Brief Guide to Intel’s HyperThreading Technology

Since the first one was deleted and more has come out since I wrote the first one on the old forums, this one will be a version with the latest information available.

First you might be asking, what is HyperThreading? HyperThreading is Intel’s name for something called SMT or Simultaneous MultiThreading. Basiaclly, you take one processor core, add some extra registers and miscelaneous other bits and pieces and you get two processors that share the same core and resources. When you open Task Manager in Windows NT/2000/XP on a system with HyperThreading, you see twice as many CPU utilization graphs as you have physical processors in the system. These extra processors are known as logical CPUs.

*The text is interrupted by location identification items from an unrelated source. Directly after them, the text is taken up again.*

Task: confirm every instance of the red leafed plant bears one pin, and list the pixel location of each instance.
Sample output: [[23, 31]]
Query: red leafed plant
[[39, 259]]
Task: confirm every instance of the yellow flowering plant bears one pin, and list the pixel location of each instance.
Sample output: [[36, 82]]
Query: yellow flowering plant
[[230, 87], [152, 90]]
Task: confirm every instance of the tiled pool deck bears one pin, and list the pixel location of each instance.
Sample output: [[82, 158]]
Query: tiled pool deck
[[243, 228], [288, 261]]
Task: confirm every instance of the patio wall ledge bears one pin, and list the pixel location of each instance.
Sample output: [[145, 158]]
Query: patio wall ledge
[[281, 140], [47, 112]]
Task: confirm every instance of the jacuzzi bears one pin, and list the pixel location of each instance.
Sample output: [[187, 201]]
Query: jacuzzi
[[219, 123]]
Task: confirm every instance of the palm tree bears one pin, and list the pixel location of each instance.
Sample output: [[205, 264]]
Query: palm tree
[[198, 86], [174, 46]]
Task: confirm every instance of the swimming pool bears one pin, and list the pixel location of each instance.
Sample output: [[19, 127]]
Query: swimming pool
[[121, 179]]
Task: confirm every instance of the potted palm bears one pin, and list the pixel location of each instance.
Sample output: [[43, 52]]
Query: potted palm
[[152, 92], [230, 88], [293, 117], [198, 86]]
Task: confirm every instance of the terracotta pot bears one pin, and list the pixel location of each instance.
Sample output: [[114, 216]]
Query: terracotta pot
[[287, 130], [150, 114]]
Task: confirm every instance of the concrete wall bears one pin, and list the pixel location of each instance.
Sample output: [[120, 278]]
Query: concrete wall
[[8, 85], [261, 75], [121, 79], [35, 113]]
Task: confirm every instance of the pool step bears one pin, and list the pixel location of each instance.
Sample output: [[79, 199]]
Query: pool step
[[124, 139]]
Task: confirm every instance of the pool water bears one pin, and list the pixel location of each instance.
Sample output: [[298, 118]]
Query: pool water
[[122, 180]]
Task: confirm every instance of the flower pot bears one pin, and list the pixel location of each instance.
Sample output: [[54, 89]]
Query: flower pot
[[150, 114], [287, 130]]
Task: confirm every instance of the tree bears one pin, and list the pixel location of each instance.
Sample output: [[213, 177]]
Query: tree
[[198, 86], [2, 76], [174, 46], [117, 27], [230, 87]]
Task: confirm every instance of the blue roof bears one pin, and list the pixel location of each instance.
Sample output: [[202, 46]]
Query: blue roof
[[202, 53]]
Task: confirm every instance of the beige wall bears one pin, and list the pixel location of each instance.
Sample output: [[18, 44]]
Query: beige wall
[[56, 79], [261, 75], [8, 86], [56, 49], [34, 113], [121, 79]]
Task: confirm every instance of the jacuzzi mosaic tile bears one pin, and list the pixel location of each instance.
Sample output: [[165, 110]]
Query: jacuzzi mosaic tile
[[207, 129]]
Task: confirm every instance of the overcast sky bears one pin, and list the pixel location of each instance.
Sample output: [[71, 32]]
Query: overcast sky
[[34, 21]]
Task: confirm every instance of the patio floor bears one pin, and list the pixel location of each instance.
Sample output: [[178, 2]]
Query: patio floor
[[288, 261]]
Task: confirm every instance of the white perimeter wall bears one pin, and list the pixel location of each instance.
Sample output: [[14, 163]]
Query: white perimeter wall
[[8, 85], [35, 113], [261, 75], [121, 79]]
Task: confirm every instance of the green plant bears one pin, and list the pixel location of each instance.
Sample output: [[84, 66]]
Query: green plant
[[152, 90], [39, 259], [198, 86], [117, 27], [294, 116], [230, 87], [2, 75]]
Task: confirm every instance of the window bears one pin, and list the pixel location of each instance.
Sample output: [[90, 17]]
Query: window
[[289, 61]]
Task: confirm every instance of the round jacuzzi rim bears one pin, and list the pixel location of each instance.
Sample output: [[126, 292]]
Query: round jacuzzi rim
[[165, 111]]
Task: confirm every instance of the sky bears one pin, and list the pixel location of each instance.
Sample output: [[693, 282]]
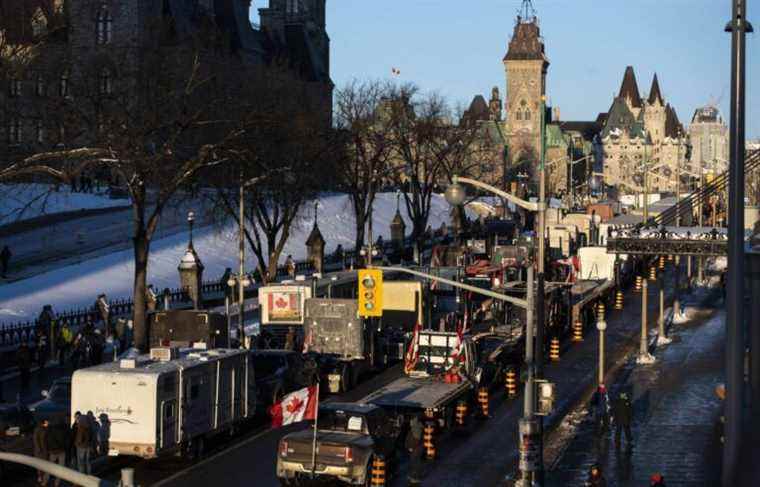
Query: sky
[[455, 47]]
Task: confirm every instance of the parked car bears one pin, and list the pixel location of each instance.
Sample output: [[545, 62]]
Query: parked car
[[349, 437], [56, 403], [280, 372]]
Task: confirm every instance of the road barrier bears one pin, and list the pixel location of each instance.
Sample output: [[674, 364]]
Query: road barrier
[[619, 299], [554, 350], [511, 383]]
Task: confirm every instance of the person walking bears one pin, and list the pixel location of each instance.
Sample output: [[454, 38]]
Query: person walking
[[595, 477], [41, 439], [58, 444], [83, 439], [413, 444], [623, 413], [5, 260], [24, 363]]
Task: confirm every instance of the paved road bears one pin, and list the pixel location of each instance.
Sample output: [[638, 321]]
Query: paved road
[[675, 414]]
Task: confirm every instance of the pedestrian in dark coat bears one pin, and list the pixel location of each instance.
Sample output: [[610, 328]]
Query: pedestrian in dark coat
[[595, 477], [5, 259], [622, 411], [413, 444], [58, 444], [24, 363], [41, 448]]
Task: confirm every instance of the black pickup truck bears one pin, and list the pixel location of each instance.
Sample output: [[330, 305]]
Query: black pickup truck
[[349, 437]]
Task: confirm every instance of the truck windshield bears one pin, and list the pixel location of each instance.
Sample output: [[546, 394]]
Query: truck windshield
[[343, 421]]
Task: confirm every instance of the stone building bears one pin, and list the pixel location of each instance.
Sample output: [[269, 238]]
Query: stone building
[[641, 134], [708, 134], [75, 48]]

This is all well and good, but what does it matter to you, you may ask. Obviously Intel did it for a reason, and their reasoning is deceptively simple: only 30% of the Pentium 4’s processor resources are being used when the processor is at full load, so it would make sense to come up with some way to address the remaining resources. Now, you might say that with only 30% of the CPU being used at once making it seem as though it’s two processors would make 60% usable and double your performance, but this is simply not true. At best a 20-30% improvement in desktop and workstation applications can be achieve, and at worst it performs 20-30% worse with HT enabled on a processor (HT can be disabled through BIOS). There is a limit to how much you can push through a particular unit on the Netburst core before you run out of resources and start getting contention which reduces performance. Numbers are available at Anandtech, and many other sites that show how HT can decrease performance. Optimal performance is only achieved if one logical processor gets your floating point data and the other one gets the related integer data, so that both threads can be crunched simultaneously with little interaction with each other. An example of this would be in an FPS game where the 3D and physics are highly FPU (floating point unit, or decimals) intensive but the AI, positioning data and other miscelaneous bits and parts are ALU (arithmatic logic unit, or integers) intensive.

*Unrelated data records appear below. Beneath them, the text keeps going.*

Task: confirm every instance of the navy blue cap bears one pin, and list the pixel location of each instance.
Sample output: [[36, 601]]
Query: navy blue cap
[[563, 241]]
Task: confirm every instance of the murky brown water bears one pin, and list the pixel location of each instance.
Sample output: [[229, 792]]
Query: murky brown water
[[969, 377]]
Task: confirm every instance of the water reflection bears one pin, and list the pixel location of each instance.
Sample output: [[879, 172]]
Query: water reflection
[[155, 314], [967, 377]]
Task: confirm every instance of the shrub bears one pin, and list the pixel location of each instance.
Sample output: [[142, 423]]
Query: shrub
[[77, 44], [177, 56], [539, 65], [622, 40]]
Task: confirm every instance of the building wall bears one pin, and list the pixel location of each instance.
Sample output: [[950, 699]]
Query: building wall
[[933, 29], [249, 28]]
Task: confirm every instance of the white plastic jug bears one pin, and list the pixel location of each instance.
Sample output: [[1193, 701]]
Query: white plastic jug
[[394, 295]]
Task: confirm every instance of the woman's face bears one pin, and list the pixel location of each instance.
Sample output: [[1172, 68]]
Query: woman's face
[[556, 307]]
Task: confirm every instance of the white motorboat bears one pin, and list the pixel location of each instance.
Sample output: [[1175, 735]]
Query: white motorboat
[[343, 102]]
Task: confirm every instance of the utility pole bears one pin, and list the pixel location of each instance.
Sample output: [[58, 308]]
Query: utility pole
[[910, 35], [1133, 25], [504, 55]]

Another area that sees a large boost from HT is the server arena where increases can be on the order or 30-40% per processor. In a server often times a processor will be waiting for data from main memory (which takes several hundred clock cycles) or from a disk (several thousand clock cycles). During this time the second logical system processor can take over and use the core while the first logical processor is still waiting for data, and then when the second is finished processing the first will likely have its data and be able to switch off. Very, very good for improving performance, and as more and more server applications begin to become optimized for HT the peformance will increase up to the 30-40% we should expect to see, within a year or so.

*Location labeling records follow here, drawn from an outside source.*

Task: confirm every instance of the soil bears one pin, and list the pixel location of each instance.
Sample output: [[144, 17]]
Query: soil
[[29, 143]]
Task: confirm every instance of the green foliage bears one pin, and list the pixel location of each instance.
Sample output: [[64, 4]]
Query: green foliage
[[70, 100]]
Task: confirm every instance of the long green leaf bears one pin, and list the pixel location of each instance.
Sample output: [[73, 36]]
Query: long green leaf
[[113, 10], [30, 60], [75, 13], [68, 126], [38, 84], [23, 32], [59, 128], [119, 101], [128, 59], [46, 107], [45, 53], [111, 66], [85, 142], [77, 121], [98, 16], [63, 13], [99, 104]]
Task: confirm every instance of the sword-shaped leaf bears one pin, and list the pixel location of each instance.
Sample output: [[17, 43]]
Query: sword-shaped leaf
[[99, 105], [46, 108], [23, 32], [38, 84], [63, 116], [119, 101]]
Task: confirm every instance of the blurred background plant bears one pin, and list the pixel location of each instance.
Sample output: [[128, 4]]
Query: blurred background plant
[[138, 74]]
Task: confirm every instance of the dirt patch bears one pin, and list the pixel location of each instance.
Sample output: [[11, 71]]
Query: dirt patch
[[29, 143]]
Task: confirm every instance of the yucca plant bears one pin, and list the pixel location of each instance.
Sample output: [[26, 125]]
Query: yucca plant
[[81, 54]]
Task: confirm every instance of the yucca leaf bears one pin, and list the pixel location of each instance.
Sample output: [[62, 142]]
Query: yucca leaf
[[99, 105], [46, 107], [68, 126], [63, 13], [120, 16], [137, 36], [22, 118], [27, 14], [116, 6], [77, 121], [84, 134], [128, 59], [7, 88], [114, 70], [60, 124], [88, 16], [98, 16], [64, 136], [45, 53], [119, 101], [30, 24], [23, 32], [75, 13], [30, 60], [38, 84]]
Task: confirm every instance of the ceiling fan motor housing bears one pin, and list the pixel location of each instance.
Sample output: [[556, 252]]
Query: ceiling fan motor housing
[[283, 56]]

Now, there is one little issue with HT. When the Pentium 4 3.0 GHz comes out (which will be HT enabled … Xeons, the version of the Pentium 4 that will allow you to place multiples in a system, already are), don’t plan on loading Windows 98 or ME on it. These can only address the first logcal processor. No, you’ll need Windows 2000 Professional (which can use up to two logical processors) or Windows XP, which is the OS that will allow you to use up to one physical processor in HE with as many logicals as you like or two physical processors for Pro.

Hyperthreading in Pentium 4’s should be out before the end of the year and you can bet money on John Carmack making sure that Doom 3 runs will on HT Pentium 4’s. So just wait, it’s a good thing. Any more questions about it feel free to post.